Inigo Montoya: You keep using that word. I do not think it means, what you think it means.
– The Princess Bride
Anyone who has seen the movie The Princess Bride understands the humor in Vizzini the Sicilian’s exclamation; he has uttered “Inconceivable!” a dozen times in the movie, only to have what he deems to be “Inconceivable” become not only the possible but reality.
Social Media mavens /pundits / gurus /strategists are a bit like Vizzini in that they tend to think words means things they actually do not.
For example: Engagement. To most of the world, the word engagement entails a reciprical arrangement where something is expected of both sides. However, in the context of social media, what engagement usually means is that people are merely exposed to each other in some way, but very little is expected of any given social contact. I can Twitter til my fingers fall off, you may be following me, you may think we’re engaged, when in fact you may never respond to me. Some consider that engagement. It most definitely is not.
Another example: Friend. In most of the world, a friend is a person who will do most anything for you, regardless of personal consequence, because of amity, love, and dedication. There is prevenient trust implied. In the context of social networking, a friend is at best what one would call an acquaintance in the real world and implies only that a person known as a friend in any given nexus of the social graph is simply allowed access to you and your personal information with no expectation whatsoever of reciprocity or even fair treatment.
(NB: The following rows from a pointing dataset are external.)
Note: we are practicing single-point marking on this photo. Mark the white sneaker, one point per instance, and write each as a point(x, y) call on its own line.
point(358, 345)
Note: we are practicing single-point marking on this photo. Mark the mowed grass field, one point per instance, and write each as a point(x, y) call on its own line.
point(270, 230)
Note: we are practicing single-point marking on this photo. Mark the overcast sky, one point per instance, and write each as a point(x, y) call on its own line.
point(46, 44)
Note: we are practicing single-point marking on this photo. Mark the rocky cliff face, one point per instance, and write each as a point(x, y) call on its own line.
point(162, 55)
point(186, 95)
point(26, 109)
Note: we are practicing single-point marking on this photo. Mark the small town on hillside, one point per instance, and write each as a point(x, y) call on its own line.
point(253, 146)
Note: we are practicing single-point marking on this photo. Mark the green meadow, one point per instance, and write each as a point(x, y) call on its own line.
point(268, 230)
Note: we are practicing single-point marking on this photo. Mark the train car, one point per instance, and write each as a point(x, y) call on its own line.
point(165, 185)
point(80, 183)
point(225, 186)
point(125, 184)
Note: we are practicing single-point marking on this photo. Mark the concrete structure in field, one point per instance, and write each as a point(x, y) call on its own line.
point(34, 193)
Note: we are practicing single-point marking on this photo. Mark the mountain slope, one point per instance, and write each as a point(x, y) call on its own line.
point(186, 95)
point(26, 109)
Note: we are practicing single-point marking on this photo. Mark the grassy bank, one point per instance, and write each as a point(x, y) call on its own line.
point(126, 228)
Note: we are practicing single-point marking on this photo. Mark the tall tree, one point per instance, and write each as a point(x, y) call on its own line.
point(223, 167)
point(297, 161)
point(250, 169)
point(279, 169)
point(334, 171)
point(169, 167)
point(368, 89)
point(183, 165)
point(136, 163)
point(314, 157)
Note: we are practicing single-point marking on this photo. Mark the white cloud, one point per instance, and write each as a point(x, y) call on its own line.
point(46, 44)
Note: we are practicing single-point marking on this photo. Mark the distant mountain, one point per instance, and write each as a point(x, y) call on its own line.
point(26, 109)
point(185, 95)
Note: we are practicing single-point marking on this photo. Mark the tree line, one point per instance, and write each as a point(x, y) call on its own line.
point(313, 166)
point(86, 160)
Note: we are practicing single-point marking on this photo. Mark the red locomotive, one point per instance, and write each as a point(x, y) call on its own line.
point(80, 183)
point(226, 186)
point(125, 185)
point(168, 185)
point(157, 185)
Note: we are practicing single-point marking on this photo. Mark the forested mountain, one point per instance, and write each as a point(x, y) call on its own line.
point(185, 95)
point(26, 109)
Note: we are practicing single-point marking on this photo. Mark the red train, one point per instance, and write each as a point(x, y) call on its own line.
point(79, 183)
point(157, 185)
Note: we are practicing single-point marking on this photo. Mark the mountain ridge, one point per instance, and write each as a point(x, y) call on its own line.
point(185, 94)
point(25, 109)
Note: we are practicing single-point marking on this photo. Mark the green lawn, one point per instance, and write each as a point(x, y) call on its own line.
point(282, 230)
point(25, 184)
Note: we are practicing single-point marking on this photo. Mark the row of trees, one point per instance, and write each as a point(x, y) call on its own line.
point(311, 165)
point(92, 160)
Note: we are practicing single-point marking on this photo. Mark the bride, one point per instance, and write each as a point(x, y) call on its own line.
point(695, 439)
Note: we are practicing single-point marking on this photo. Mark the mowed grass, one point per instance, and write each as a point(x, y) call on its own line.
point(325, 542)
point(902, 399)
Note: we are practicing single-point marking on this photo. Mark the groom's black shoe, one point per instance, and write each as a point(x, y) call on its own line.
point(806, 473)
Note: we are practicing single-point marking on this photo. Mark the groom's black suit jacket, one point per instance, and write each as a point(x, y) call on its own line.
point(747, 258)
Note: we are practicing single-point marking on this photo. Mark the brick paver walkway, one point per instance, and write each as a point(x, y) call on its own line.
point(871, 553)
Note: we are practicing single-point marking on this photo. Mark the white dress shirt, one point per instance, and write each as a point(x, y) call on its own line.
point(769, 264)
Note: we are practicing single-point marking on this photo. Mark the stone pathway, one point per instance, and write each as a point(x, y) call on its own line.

In short, social networking uses many real world words to imply the concept of trust and relationship, when in fact nothing of the sort exists online. You can no more “trust” someone you don’t know online without context, contact, and prevenient /pre-existing relationships. Yet, each social networking silo tries to mask this weakness by following, friending, trusting, joining, inviting.
Just because we call something by a name does not make it that name.
Social networking tends to amplify and force multipy our baser and better natures, but what it cannot do is short circuit the building of meaningful relationships.
That still takes time and active reciprocity.